Que el suplemento cultural Babelia del 13 de marzo de este año, de la mano de Juan Arnau, haya dedicado un amplio reportaje a presentar la figura intelectual y espiritual del Maestro alemán Eckhart (1260-1328) es claramente un síntoma del interés que todavía suscita en el mundo cultural actual la trascendencia y la llamada teología mística católica en general y de los dominicos en particular y, finalmente, para recordar a todos los católicos que han de ser consecuentes con su fe y aspirar, como afirma el catecismo de la Iglesia, a las más altas cotas de intimidad con Dios, a la “llamada universal a la oración” (catecismo n. 2566).
Inmediatamente, hemos de recordar la pureza de la doctrina del fundador de la escuela Renano Flamenca de espiritualidad. A estos efectos, me viene a la memoria lo que me sucedió hace unos años en la Feria del Libro de Madrid cuando me paré en una caseta y descubrí, entre los libros que exponía, una edición de Siruela de las obras del Maestro Eckhart reunidas en un solo volumen con el título “El fruto de la nada”. La persona que me atendía, al ver que vestía de sacerdote me hizo una pregunta muy graciosa: si estaba seguro de lo que hacía, pues estaba comprando un libro de un hereje. Me sonreí y le agradecí sus desvelos, no sin antes aclararle que Eckhart había fallecido en el seno de la Iglesia Católica, habiendo aceptado por adelantado las indicaciones que llegarían del estudio que entonces realizaba el Tribunal de la Corte Pontificia de Aviñón que estaba revisando sus obras. Además, desde 1992, el cardenal Ratzinger había devuelto una vez más la fama y el honor del teólogo públicamente al reconocer que no había en esas obras nada que atentara contra la fe.

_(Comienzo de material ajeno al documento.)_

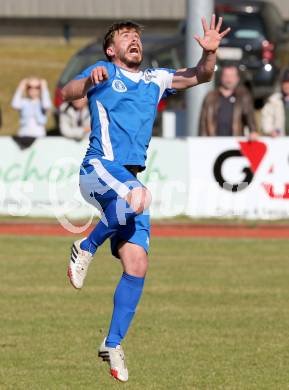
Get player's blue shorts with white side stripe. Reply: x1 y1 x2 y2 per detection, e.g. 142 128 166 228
79 158 150 258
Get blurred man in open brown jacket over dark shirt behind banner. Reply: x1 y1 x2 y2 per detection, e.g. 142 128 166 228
199 65 257 138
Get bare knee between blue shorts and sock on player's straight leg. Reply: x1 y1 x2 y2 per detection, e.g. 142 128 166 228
118 241 148 278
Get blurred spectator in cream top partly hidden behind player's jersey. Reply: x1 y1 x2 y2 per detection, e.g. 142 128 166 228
59 97 90 141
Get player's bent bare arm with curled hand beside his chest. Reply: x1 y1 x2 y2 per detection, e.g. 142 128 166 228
61 66 108 101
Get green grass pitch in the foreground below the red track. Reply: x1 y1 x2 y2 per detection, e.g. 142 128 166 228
0 236 289 390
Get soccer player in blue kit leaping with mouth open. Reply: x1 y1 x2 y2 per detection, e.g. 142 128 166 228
62 15 230 382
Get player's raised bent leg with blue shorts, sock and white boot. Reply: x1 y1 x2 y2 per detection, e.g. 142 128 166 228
67 160 151 288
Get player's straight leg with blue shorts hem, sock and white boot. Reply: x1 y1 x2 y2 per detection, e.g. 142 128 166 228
99 214 150 381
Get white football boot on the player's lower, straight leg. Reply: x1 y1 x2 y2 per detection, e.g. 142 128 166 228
98 338 128 382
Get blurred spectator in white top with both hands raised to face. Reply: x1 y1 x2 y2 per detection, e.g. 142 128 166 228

Efectivamente, el Maestro Eckhart tuvo la extraordinaria audacia de predicar la llamada a la intimidad con Dios, sin límites ni cortapisas, pues la oración es un don de Dios, a la mística al pueblo llano y, en sus esfuerzos por divulgar sus conocimientos, cometió algunas imprecisiones. Como solía decir él mismo: “Sin pretender dar una explicación del Misterio, la Teología cristiana busca proponerlo a la luz de la Revelación, derivando de esos principios una verdadera ciencia humana subordinada a la fe, con el uso de la razón”. Y efectivamente al estudiar las obras de Eckhart podemos descubrir en toda su doctrina esencialista una intención mística, una constante búsqueda de Dios, que desea transmitir a sus lectores o auditores.

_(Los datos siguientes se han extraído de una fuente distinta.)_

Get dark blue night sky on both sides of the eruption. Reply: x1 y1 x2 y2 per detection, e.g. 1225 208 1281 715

Siempre quedará en la historia de la espiritualidad como un hombre que abrió camino. De hecho, ahí está la pléyade de sus discípulos: la Escuela Renano-Flamenca del siglo XIV y XV y, finalmente, el Kempis que iluminó la vida espiritual de muchos santos hasta nuestros días. Además, de la enorme influencia que tuvo en la mística castellana del siglo de Oro, en autores de primera fila como santa Teresa de Jesús y San Juan de la Cruz.
El eje fundamental de la doctrina de Eckhart, tomada de Dionisio Aeropagita y a Santo Tomás de Aquino, es la entrega total a Dios, la renuncia de sí mismo y la pobreza: “Porque las criaturas fueron hechas de la nada, conservan en sí como un sabor de nada y, al mismo tiempo, en cuanto criaturas, poseen un cierto sabor de Dios”. De ahí, que lance al alma al encuentro con Dios: “busca a Dios y hallarás a Dios y todos los bienes” (p.68).
Traigo a colación estos textos pues indican que está hablando de un Dios personal, con el que tiene intimidad, alteridad y confianza, no de una deidad vacía como parece sugerir el texto de Babelia al asignar, por error, al maestro una afirmación de los panteístas.